CGS Tajuddin is a Leader-class offshore patrol vessel of the Bangladesh Coast Guard. Built in Italy in 1990 as a , Sibilla (F 558), she was purchased from the Italian Navy in 2015 and has been serving the Bangladesh Coast Guard since 2016.

==History==
The ship was laid down on 16 October 1989 by Fincantieri SpA at La Spezia, Italy, and launched at 15 September 1990. She was commissioned to the Italian Navy as an ASW corvette named Sibilla on 16 May 1991. On 28 March 1997, Sibilia was in a collision with the Albanian ship Kateri i Radës in the Strait of Otranto, which sank with the loss of numerous Albanian migrants, an event known as the Tragedy of Otranto. In 2015, she was decommissioned from the Italian Navy and sold to the Bangladesh Coast Guard. The ship went through extensive refitting at Fincantieri, where it was converted to an offshore patrol vessel. All sensors and armaments were removed from the ship and replaced by the Bangladesh Coast Guard requirements.

==Career==
Tajuddin was handed over to the Bangladesh Coast Guard on 5 August 2016. She left Italy for Bangladesh on 3 September 2016 and reached Chittagong, Bangladesh on 2 November 2016. She was commissioned to the Bangladesh Coast Guard on 12 January 2017.

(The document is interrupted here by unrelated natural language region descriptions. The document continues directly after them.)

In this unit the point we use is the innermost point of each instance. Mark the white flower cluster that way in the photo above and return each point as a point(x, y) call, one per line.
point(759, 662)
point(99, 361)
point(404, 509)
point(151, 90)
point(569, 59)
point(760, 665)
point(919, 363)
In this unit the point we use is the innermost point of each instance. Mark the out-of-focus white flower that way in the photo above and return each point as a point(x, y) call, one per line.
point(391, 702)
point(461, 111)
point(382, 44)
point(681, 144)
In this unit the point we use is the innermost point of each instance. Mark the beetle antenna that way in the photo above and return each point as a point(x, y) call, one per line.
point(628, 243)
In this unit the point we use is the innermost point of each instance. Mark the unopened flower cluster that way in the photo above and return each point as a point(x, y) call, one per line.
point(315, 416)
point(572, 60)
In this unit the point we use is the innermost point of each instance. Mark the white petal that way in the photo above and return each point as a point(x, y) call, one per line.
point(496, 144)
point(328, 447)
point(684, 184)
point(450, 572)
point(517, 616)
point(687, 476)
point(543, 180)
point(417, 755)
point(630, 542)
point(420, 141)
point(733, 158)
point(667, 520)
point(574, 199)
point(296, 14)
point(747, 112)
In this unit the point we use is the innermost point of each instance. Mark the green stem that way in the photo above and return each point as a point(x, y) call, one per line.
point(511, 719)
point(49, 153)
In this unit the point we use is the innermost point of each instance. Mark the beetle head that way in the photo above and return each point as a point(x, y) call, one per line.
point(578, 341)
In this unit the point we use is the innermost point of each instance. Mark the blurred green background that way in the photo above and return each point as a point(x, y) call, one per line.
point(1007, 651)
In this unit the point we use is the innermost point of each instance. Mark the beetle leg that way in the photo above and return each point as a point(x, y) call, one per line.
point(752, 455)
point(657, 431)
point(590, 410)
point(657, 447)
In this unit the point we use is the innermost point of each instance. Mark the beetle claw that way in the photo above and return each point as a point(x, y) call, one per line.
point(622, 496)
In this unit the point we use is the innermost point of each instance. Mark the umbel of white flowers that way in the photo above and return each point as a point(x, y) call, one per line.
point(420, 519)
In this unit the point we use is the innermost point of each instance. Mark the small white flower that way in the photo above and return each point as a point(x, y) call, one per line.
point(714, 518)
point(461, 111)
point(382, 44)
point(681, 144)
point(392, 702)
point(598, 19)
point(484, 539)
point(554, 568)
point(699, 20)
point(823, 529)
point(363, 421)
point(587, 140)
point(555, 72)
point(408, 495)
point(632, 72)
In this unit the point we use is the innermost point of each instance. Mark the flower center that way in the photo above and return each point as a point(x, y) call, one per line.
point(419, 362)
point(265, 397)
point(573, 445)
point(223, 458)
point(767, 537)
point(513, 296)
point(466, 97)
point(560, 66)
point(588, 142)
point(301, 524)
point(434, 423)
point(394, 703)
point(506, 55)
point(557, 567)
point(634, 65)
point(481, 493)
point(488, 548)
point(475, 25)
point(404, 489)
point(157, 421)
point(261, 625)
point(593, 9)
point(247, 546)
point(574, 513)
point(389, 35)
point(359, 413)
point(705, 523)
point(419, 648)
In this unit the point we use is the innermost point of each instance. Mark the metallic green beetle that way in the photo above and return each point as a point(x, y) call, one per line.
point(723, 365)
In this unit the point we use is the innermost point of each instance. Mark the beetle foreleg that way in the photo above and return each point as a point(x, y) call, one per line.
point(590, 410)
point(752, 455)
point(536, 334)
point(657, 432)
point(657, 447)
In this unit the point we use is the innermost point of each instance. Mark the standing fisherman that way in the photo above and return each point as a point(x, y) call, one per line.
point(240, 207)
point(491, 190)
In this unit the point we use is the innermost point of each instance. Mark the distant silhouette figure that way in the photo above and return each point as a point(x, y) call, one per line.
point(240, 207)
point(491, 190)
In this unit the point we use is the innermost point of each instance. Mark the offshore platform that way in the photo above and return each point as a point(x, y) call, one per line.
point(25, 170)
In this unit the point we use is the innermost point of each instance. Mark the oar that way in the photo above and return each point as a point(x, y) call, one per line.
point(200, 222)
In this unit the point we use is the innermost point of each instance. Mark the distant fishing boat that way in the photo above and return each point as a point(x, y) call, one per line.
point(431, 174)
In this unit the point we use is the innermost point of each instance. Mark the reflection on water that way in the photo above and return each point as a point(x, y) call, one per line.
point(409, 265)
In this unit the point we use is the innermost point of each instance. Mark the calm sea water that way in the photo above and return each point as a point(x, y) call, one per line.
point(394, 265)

Tajuddin visited India from 7 February to 17 February 2017 on a goodwill mission. She visited the Goa port of India from 7 February to 11 February 2017. During her stay at Goa, the ship participated in 10th Regional Co-operation Agreement (ReCAP) for safe and secure sea 2017 exercise. Then she visited the Chennai Port of India from 14 February to 17 February 2017.

Tajuddin left Chattogram on 22 May 2018 for a goodwill visit to India. She reached Chennai Port of India on 25 May 2018 and stayed there till 28 May 2018. She then reached the Visakhapatnam Port of India from 29 May 2018. The ship came back home on 4 June 2018.